One of the main goals is to avoid conflicts of interest by prohibiting those who execute investments from advising clients on where to invest. But in seeking to redefine who qualifies as a fiduciary — someone sworn to act on another’s behalf — regulators may have cast their net too wide.

The DoL’s October 2010 proposal covers almost the entire investment and administrative chain, critics charge. If advisers can’t profit from the advice they give, who will be left to tell people where to put their money? It’s a conundrum for pension plan service providers, which have been entrusted with $10.3 trillion in assets.

“This is the most seismic event related to ERISA since the initial definition was proposed,” says Steven Rabitz, a partner with Stroock & Stroock & Lavan, a New York–based law firm representing pension plans, asset managers and large broker-dealers. Rabitz warns that the change could result in higher costs, wider spreads and reduced investment options that would hurt pension plans and their service providers.

Opponents of the proposed rule say providers will need to adopt sophisticated oversight and reporting technology and reveal what their clients pay for investments, research and advice. The fear is that after weighing such costs, both sides may drop products and services.

Others welcome the change. “The DoL simplifies things,” asserts investment management consultant Stephen Winks, founder of the Richmond, Virginia–based Society of   Senior Consultants. “Anyone who provides personalized or individualized advice — just about everyone — and charges a fee is a fiduciary,” he adds.

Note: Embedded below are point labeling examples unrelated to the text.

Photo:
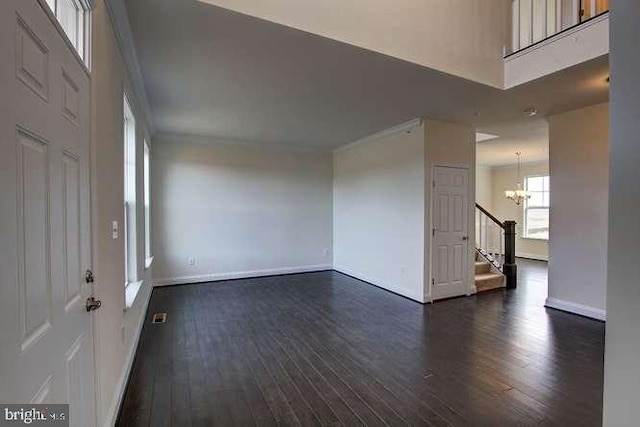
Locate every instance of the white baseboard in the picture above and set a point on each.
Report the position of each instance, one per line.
(216, 277)
(377, 282)
(538, 257)
(112, 414)
(571, 307)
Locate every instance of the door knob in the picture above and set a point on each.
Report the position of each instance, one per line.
(88, 276)
(93, 304)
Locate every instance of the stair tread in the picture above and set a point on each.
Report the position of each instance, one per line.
(487, 276)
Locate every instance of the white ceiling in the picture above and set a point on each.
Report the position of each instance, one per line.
(216, 73)
(528, 135)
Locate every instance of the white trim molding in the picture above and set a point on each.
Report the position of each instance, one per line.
(527, 255)
(403, 127)
(217, 277)
(572, 307)
(112, 413)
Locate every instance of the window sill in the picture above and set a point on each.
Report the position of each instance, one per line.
(131, 292)
(537, 239)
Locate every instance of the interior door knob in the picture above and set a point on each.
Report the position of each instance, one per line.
(93, 304)
(88, 276)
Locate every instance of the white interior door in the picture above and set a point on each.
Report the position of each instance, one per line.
(450, 244)
(46, 355)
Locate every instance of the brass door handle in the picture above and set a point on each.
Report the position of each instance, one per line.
(93, 304)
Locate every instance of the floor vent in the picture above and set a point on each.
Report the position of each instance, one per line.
(159, 318)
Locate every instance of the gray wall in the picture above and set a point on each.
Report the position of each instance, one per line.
(622, 354)
(238, 210)
(579, 168)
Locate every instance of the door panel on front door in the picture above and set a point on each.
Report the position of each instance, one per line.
(450, 225)
(46, 354)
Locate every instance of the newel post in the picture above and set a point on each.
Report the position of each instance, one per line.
(510, 269)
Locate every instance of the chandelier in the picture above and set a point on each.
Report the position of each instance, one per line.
(518, 195)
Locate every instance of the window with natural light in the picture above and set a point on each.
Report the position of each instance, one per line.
(536, 208)
(74, 18)
(130, 193)
(147, 206)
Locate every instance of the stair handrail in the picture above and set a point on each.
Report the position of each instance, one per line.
(491, 217)
(508, 265)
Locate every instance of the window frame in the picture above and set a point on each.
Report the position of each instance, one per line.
(146, 170)
(527, 207)
(130, 193)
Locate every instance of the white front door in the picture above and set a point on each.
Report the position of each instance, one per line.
(46, 335)
(450, 244)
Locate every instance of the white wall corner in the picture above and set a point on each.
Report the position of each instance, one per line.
(402, 127)
(120, 22)
(386, 286)
(217, 277)
(571, 307)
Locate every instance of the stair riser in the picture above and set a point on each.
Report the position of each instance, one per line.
(483, 268)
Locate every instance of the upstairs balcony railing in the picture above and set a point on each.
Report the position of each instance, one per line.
(537, 20)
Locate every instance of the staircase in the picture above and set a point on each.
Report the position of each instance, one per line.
(486, 277)
(495, 257)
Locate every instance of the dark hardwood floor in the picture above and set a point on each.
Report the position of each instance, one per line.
(327, 349)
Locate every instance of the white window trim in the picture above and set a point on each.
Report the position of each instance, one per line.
(148, 252)
(525, 207)
(86, 6)
(130, 228)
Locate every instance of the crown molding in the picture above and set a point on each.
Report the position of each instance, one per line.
(219, 140)
(120, 21)
(403, 127)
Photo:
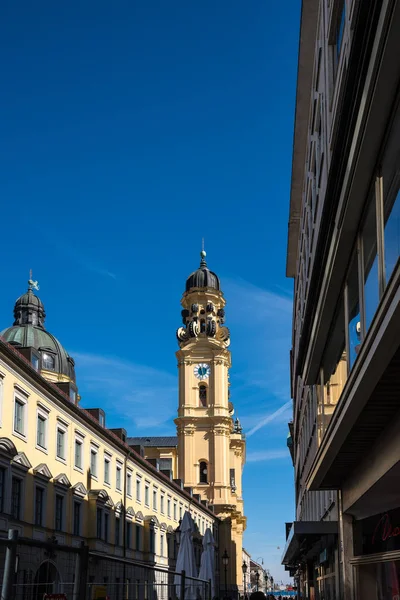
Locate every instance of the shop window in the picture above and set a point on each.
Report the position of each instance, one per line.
(354, 328)
(370, 264)
(16, 493)
(48, 361)
(203, 472)
(392, 231)
(203, 395)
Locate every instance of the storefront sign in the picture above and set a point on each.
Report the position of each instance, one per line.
(380, 533)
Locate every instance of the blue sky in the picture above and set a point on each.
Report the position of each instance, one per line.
(130, 130)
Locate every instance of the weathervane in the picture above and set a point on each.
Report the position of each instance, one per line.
(33, 285)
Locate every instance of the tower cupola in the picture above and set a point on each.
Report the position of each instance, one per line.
(202, 277)
(203, 302)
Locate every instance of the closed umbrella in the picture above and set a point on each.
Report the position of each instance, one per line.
(186, 560)
(207, 565)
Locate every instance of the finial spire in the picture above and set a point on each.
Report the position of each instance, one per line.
(32, 285)
(203, 255)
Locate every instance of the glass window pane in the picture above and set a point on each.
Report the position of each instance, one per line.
(392, 234)
(371, 281)
(353, 307)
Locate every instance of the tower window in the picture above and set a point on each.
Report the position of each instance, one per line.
(203, 472)
(203, 395)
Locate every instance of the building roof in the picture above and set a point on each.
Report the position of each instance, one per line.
(11, 353)
(28, 331)
(203, 277)
(160, 442)
(309, 12)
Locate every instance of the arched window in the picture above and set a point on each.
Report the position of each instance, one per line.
(203, 472)
(203, 394)
(48, 361)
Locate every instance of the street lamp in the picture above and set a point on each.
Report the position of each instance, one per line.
(225, 561)
(244, 570)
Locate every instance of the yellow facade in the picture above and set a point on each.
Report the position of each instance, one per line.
(40, 431)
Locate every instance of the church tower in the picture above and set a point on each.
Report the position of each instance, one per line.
(211, 445)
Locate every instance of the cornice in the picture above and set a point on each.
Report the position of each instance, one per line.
(49, 391)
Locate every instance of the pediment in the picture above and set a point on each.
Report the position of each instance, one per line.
(99, 496)
(79, 489)
(42, 470)
(21, 460)
(62, 479)
(8, 447)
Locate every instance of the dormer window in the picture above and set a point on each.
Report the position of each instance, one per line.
(48, 361)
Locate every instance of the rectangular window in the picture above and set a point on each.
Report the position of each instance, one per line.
(138, 490)
(370, 265)
(2, 487)
(392, 230)
(99, 522)
(129, 484)
(118, 478)
(152, 541)
(60, 443)
(117, 531)
(41, 431)
(340, 29)
(354, 329)
(77, 518)
(106, 470)
(137, 537)
(59, 512)
(106, 521)
(93, 463)
(16, 487)
(39, 496)
(78, 454)
(35, 362)
(19, 417)
(128, 534)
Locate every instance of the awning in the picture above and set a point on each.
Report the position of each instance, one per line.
(306, 536)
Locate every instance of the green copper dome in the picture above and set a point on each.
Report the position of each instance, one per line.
(28, 331)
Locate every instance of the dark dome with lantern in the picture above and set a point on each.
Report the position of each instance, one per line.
(203, 277)
(28, 331)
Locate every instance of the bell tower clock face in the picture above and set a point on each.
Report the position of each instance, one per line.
(202, 371)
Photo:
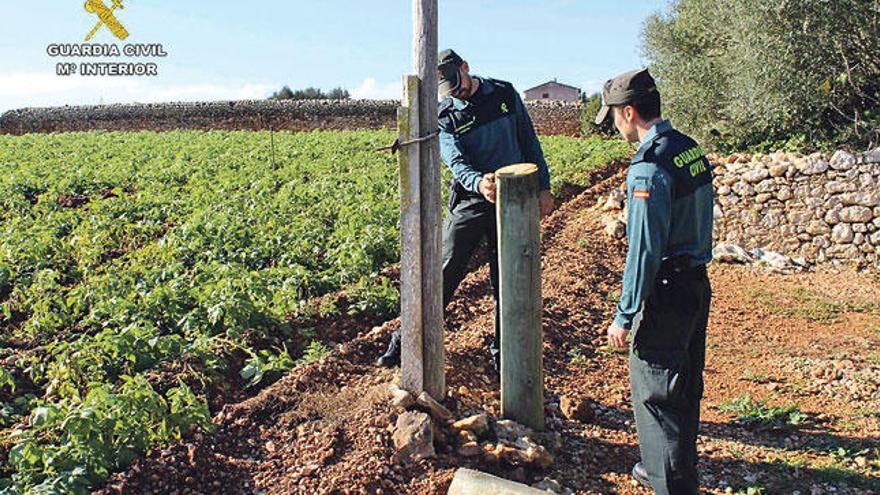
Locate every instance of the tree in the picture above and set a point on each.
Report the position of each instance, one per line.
(284, 94)
(737, 73)
(310, 93)
(589, 109)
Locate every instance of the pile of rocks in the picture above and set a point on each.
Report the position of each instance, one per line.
(424, 425)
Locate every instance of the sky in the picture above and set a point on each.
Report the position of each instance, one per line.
(222, 50)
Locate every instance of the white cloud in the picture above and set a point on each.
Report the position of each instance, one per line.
(35, 89)
(592, 86)
(371, 90)
(208, 92)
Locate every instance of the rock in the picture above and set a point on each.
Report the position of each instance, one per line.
(856, 214)
(552, 486)
(730, 253)
(401, 398)
(478, 424)
(817, 227)
(438, 411)
(756, 175)
(773, 260)
(537, 455)
(784, 194)
(811, 166)
(413, 437)
(470, 449)
(506, 429)
(777, 170)
(576, 410)
(860, 198)
(832, 217)
(465, 436)
(842, 233)
(842, 160)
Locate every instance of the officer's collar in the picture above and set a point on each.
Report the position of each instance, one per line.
(655, 131)
(484, 89)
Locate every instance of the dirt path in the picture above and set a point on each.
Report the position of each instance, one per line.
(807, 341)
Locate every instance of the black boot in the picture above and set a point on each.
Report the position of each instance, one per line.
(391, 357)
(640, 475)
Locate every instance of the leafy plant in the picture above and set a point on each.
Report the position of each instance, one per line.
(313, 353)
(183, 251)
(754, 412)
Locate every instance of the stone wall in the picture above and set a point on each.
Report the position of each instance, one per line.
(819, 208)
(549, 118)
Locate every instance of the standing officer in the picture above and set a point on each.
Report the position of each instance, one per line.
(666, 293)
(483, 126)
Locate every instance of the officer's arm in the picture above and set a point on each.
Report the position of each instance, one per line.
(528, 142)
(454, 157)
(649, 190)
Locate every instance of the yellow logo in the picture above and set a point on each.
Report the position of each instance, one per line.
(106, 18)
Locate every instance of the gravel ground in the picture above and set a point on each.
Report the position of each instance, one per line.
(791, 402)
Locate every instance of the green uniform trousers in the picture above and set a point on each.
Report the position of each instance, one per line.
(667, 357)
(471, 219)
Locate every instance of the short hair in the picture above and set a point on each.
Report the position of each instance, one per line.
(648, 107)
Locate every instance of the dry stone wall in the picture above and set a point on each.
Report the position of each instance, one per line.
(549, 118)
(818, 207)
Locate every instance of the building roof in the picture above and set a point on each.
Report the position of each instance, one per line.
(554, 81)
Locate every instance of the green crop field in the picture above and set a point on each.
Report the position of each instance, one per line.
(133, 266)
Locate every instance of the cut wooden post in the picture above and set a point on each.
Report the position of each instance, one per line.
(519, 262)
(421, 278)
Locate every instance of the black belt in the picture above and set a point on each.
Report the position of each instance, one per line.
(680, 267)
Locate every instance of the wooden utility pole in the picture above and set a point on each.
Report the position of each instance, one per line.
(519, 263)
(421, 278)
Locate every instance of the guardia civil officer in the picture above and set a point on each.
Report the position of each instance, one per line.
(665, 297)
(483, 126)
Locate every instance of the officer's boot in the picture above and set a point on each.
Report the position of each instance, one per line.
(641, 475)
(391, 357)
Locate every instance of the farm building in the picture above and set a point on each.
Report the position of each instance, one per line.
(552, 90)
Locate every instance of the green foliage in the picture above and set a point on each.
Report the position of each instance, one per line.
(310, 93)
(6, 380)
(571, 160)
(264, 362)
(189, 248)
(72, 445)
(313, 353)
(589, 111)
(375, 295)
(754, 412)
(745, 72)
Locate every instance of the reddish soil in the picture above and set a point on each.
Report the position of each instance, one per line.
(809, 339)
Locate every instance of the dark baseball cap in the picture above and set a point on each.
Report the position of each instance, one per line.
(625, 89)
(448, 80)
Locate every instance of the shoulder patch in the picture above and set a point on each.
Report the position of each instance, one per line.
(500, 83)
(444, 106)
(641, 194)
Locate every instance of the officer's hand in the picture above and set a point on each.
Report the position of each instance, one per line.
(617, 335)
(546, 201)
(487, 187)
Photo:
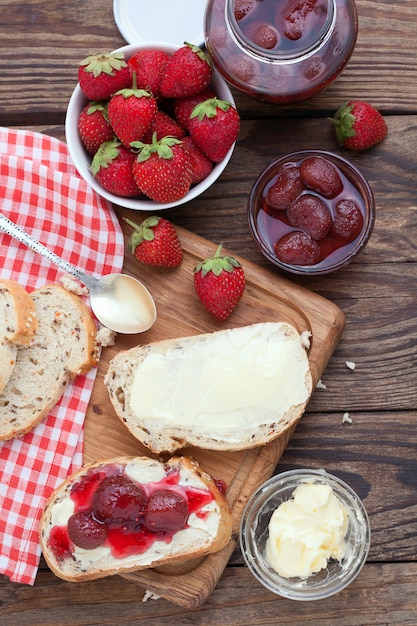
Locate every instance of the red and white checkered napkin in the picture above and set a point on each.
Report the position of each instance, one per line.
(41, 191)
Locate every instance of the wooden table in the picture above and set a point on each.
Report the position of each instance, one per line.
(40, 45)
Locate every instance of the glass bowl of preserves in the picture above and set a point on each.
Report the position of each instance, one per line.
(281, 51)
(305, 534)
(311, 212)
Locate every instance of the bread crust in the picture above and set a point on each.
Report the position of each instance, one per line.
(18, 325)
(50, 362)
(175, 436)
(222, 538)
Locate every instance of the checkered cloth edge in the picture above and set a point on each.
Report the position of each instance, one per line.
(41, 191)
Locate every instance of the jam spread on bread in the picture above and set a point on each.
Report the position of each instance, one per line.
(113, 510)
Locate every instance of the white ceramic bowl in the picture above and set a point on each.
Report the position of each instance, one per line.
(82, 160)
(254, 534)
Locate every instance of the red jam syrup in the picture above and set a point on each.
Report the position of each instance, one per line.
(164, 510)
(326, 242)
(280, 51)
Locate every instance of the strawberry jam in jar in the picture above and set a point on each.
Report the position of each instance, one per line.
(311, 212)
(280, 51)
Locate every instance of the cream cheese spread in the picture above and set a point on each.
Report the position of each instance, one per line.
(238, 379)
(306, 531)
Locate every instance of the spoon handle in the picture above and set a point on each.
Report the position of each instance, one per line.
(18, 233)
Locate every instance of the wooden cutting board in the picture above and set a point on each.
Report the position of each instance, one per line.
(267, 297)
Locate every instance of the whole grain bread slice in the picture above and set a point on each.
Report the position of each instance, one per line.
(18, 325)
(228, 390)
(63, 347)
(207, 530)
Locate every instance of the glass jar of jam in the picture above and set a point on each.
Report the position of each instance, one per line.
(280, 51)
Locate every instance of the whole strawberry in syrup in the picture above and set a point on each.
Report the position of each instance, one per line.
(101, 75)
(219, 282)
(359, 125)
(155, 242)
(214, 126)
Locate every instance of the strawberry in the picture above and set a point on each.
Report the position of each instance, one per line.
(162, 169)
(359, 125)
(149, 66)
(112, 167)
(163, 125)
(155, 242)
(101, 75)
(131, 112)
(200, 163)
(93, 126)
(219, 282)
(188, 71)
(214, 126)
(183, 106)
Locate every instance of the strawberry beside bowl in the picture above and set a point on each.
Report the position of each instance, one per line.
(311, 212)
(83, 160)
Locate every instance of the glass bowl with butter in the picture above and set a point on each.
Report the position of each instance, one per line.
(305, 534)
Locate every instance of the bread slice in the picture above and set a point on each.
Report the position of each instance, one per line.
(129, 545)
(63, 347)
(227, 390)
(18, 324)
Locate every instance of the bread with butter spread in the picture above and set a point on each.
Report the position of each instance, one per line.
(132, 513)
(227, 390)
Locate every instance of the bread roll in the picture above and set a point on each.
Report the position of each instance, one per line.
(18, 325)
(63, 347)
(134, 533)
(228, 390)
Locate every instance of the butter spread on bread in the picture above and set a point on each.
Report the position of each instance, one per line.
(227, 390)
(18, 325)
(132, 537)
(63, 346)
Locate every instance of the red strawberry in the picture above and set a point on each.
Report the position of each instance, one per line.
(93, 126)
(155, 242)
(163, 125)
(214, 125)
(162, 169)
(201, 164)
(219, 282)
(188, 71)
(131, 113)
(183, 107)
(112, 167)
(359, 125)
(149, 65)
(101, 75)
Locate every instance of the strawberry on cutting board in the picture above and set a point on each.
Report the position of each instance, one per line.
(101, 75)
(219, 282)
(214, 126)
(162, 169)
(155, 242)
(359, 125)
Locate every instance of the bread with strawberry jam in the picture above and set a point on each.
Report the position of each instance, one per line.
(132, 513)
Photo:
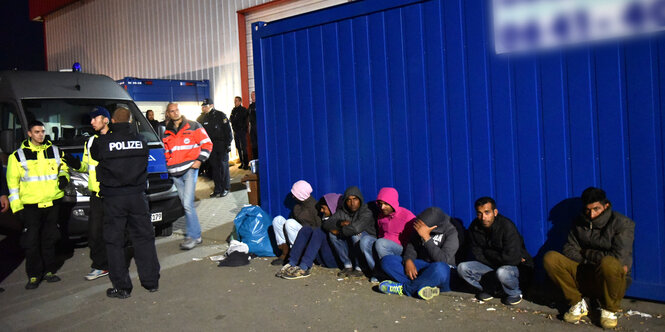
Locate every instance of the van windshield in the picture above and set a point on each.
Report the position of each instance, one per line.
(67, 121)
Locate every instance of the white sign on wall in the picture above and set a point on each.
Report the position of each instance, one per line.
(524, 25)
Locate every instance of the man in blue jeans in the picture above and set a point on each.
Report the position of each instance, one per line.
(186, 145)
(346, 227)
(497, 246)
(428, 256)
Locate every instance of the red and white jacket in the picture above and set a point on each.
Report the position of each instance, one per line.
(185, 145)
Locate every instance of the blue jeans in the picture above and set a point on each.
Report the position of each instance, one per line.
(310, 244)
(507, 275)
(186, 185)
(435, 274)
(342, 246)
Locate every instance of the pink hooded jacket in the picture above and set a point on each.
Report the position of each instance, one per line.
(397, 225)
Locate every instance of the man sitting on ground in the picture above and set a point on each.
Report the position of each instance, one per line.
(497, 246)
(596, 259)
(428, 257)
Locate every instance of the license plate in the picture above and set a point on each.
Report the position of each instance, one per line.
(155, 217)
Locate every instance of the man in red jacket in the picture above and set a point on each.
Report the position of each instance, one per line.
(187, 145)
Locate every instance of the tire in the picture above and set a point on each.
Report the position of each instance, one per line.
(164, 230)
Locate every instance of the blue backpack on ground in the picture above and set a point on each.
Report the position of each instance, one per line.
(251, 225)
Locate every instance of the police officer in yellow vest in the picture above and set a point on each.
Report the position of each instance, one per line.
(36, 177)
(99, 119)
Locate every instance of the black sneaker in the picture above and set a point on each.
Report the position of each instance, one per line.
(117, 293)
(50, 277)
(482, 296)
(33, 283)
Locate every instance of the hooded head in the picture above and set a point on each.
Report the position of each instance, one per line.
(331, 201)
(353, 199)
(391, 197)
(301, 190)
(433, 216)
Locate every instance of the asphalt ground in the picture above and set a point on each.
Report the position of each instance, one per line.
(197, 295)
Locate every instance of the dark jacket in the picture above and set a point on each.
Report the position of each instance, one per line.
(123, 161)
(239, 119)
(361, 221)
(610, 234)
(218, 128)
(500, 244)
(306, 213)
(443, 243)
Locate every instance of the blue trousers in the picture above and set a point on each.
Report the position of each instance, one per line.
(435, 274)
(310, 244)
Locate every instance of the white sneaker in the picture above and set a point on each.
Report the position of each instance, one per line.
(608, 319)
(94, 274)
(190, 243)
(576, 312)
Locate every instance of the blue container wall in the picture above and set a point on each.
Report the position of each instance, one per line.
(410, 94)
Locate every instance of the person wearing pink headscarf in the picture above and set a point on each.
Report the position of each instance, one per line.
(312, 244)
(303, 213)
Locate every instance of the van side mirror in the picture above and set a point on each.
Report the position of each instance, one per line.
(161, 129)
(7, 141)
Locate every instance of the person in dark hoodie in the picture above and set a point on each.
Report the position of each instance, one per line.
(424, 269)
(303, 213)
(393, 228)
(596, 259)
(312, 243)
(496, 246)
(346, 227)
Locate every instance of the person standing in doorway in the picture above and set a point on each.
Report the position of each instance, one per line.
(239, 124)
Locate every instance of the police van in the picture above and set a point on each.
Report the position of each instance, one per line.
(63, 101)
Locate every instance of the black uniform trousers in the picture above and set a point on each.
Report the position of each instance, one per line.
(130, 212)
(40, 234)
(219, 167)
(240, 138)
(95, 234)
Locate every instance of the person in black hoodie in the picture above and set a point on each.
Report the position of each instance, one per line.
(122, 173)
(424, 269)
(596, 260)
(219, 130)
(346, 227)
(496, 246)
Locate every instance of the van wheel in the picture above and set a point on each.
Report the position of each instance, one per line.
(164, 230)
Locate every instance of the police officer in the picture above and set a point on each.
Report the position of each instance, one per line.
(99, 119)
(122, 173)
(219, 129)
(36, 177)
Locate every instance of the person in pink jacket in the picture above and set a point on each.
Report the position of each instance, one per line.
(393, 233)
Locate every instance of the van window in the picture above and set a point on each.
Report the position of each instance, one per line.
(9, 121)
(67, 121)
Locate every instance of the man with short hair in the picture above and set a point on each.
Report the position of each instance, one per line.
(219, 130)
(36, 177)
(496, 246)
(253, 137)
(186, 145)
(239, 124)
(123, 173)
(596, 259)
(99, 119)
(347, 227)
(150, 115)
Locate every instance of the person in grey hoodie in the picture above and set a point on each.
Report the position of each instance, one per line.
(425, 267)
(347, 226)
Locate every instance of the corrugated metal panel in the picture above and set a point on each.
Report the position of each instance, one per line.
(409, 94)
(277, 13)
(168, 39)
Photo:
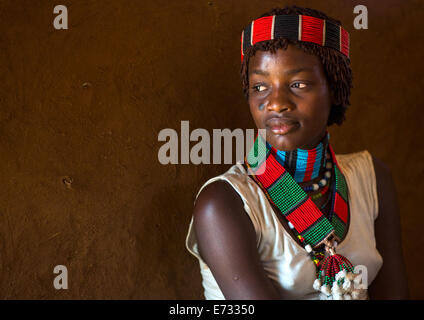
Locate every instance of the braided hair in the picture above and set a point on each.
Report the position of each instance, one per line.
(336, 65)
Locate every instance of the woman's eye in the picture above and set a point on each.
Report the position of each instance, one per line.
(259, 88)
(300, 84)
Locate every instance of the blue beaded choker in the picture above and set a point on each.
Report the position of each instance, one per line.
(304, 165)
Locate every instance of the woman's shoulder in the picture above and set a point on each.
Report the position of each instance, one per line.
(218, 194)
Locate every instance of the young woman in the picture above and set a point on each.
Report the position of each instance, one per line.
(311, 224)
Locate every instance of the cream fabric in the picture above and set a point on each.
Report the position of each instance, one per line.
(285, 261)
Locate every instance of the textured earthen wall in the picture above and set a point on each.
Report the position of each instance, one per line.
(80, 113)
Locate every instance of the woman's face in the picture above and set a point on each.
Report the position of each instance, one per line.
(289, 97)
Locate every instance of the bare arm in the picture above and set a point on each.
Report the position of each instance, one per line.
(391, 281)
(227, 243)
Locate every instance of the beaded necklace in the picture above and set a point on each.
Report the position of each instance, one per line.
(335, 273)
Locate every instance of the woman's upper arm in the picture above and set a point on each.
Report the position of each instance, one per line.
(227, 243)
(391, 281)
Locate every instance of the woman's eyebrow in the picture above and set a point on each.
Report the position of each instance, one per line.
(288, 72)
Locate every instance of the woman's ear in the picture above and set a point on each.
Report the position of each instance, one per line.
(334, 100)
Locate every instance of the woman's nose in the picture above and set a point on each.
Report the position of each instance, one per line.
(279, 102)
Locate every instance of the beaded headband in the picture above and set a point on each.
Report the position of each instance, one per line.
(295, 27)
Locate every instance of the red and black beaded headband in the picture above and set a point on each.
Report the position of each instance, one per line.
(295, 27)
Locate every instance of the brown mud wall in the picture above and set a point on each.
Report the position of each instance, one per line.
(80, 113)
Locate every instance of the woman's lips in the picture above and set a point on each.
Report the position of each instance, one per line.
(282, 127)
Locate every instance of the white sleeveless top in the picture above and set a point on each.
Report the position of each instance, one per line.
(283, 259)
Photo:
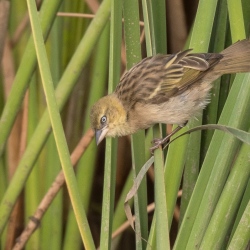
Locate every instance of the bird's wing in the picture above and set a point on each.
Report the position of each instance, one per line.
(156, 79)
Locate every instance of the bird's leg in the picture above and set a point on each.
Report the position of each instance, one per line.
(158, 142)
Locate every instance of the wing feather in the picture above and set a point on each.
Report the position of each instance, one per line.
(156, 79)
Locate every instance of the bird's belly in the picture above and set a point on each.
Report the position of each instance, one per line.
(178, 109)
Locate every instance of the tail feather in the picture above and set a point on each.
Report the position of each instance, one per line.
(236, 58)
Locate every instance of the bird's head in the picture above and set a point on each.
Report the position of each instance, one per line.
(108, 118)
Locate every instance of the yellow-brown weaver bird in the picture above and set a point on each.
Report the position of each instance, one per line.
(167, 89)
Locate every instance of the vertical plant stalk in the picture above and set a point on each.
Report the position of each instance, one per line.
(111, 144)
(58, 128)
(65, 85)
(133, 55)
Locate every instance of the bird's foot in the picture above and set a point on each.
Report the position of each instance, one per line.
(159, 142)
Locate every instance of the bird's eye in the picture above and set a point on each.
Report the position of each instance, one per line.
(103, 119)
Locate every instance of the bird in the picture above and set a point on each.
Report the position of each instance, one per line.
(170, 89)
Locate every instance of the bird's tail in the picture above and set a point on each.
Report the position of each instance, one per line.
(236, 58)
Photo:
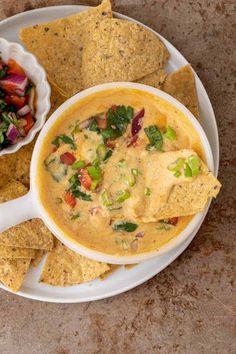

“The jig is up” for financial advisers who have been hiding behind an ERISA exclusion that lets them avoid fiduciary responsibility, says Ronald Surz, president and CEO of San Clemente, California–based pension consulting firm PPCA.

Concerned parties, including broker-dealers, asset managers, investment consultants and plan sponsors, await the final DoL ruling. Supporters and detractors hope there will be a revision that incorporates their suggestions before the January 2012 deadline.

To that end, the department has received more than 200 comment letters. Many of them laud its efforts, but one of the direst warnings came from T. Timothy Ryan Jr., president and CEO of the New York– and Washington-based Securities Industry and Financial Markets Association. “The ability of millions of Americans to save for retirement will be adversely impacted,” Ryan wrote.

Julia Bonafede, president of Wilshire Consulting, a division of Santa Monica, California–based investment manager Wilshire Associates whose clients include pension funds, says a broader definition of fiduciary won’t affect how her firm delivers services to defined contribution plans. “There may be increases to the costs of running a plan as service providers upgrade to meet these higher standards or drop services altogether, thereby potentially eroding price competition,” Bonafede concedes.

As the fiduciary debate simmers, the DoL is standing its ground. Phyllis Borzi, assistant secretary of Labor at the department’s Employee Benefits Security Administration, notes that there’s often a knowledge gap between investment professionals and plan fiduciaries and participants. “The current rule is based on arbitrary distinctions that bear little or no relationship to the significance of the advice and makes it easy for investment professionals to avoid being a fiduciary, leaving other fiduciaries with limited investment knowledge on the hook for that advice,” Borzi says.

Consultant Winks believes the push-back from brokerages could cripple their ability to act in clients’ best interests. “The brokerage industry is in denial,” he says.